LONDON THEATER UPDATE
``Richard II.'' Derek Jacobi blazes onto the London stage in the title role in Shakespeare's penetrating study of flawed kingship. Rather than giving the standard interpretation that depicts the doomed monarch as a wimpish aesthete, Jacobi suffuses the part with coruscating wit, brutish bearing, and tyrannical fury, and the split-second shifts of mood which the role demands but are rarely achieved. Unfortunately, the rest of the cast is little more than unobtrusively competent. Still, it's worth seeing the play for Jacobi alone. Catch it now or when it returns to the repertory next month. At the Phoenix Theatre. ``Orpheus Descending.'' In his first stage production since relinquishing the helm at the National Theatre, Sir Peter Hall does not disappoint. Blessed with Vanessa Redgrave as Lady Torrance, the Latin-blooded shop owner in a small, Southern cauldron of a town, director Hall has crafted a haunting version of Tennessee Williams's uneven early work. From the first moments, muted light and menacing sounds rivetingly set the surreal mood of this tale of mean-mindedness and bigotry. Despite an unnecessarily thick accent, Redgrave gives a luminous performance. At the Haymarket Theatre Royal.

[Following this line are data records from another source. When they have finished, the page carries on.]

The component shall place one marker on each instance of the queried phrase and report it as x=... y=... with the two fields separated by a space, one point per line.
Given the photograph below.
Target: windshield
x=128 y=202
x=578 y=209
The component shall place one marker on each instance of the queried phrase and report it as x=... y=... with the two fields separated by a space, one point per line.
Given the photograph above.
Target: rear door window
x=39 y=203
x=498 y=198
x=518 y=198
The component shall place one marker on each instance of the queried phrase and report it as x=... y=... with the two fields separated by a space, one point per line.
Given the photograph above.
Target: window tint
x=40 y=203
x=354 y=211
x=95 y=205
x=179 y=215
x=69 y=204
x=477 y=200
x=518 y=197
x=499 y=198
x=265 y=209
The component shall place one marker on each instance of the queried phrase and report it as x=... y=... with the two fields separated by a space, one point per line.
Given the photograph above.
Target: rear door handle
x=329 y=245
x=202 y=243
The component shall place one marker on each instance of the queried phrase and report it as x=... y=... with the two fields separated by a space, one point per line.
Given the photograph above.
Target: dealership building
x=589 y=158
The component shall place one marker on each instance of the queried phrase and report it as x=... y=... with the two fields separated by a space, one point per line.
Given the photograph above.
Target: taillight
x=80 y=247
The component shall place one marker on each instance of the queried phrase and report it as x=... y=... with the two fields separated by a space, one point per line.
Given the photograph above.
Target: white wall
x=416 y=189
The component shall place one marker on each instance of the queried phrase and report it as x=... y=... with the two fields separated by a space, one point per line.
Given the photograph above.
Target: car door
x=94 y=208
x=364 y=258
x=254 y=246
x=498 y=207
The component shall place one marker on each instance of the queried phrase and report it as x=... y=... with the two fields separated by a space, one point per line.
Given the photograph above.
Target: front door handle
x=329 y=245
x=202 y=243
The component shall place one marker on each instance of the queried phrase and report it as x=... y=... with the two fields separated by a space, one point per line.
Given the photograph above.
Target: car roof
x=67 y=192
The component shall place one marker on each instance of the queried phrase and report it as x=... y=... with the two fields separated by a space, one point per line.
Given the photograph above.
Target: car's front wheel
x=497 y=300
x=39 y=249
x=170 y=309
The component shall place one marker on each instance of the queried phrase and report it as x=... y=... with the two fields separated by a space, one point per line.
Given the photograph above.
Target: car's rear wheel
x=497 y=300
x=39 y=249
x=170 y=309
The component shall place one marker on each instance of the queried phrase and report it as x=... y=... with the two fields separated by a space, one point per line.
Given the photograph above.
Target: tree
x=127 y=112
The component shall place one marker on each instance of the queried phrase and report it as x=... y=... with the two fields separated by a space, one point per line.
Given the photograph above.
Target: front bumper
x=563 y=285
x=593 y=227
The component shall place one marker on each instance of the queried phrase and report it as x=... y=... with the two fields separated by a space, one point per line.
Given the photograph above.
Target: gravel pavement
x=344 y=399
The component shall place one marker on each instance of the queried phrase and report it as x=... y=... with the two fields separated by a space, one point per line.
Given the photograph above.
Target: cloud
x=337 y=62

``The Secret Rapture.'' This new play by David Hare is surely the best to emerge from the British stage in some time. Set in the present, it focuses on two sisters - one a no-nonsense Tory politician, the other an idealistic artist running an unambitious but fulfilling design business. The many tributaries of the story add up to a strikingly thought-provoking allegory of the comparatively humanistic Britain of the recent past, which has given way, as Mr. Hare sees it, to the more monetaristic, Thatcherite Britain of the '80s. Superb ensemble acting makes this a production of the highest order. In repertory at the National Theatre.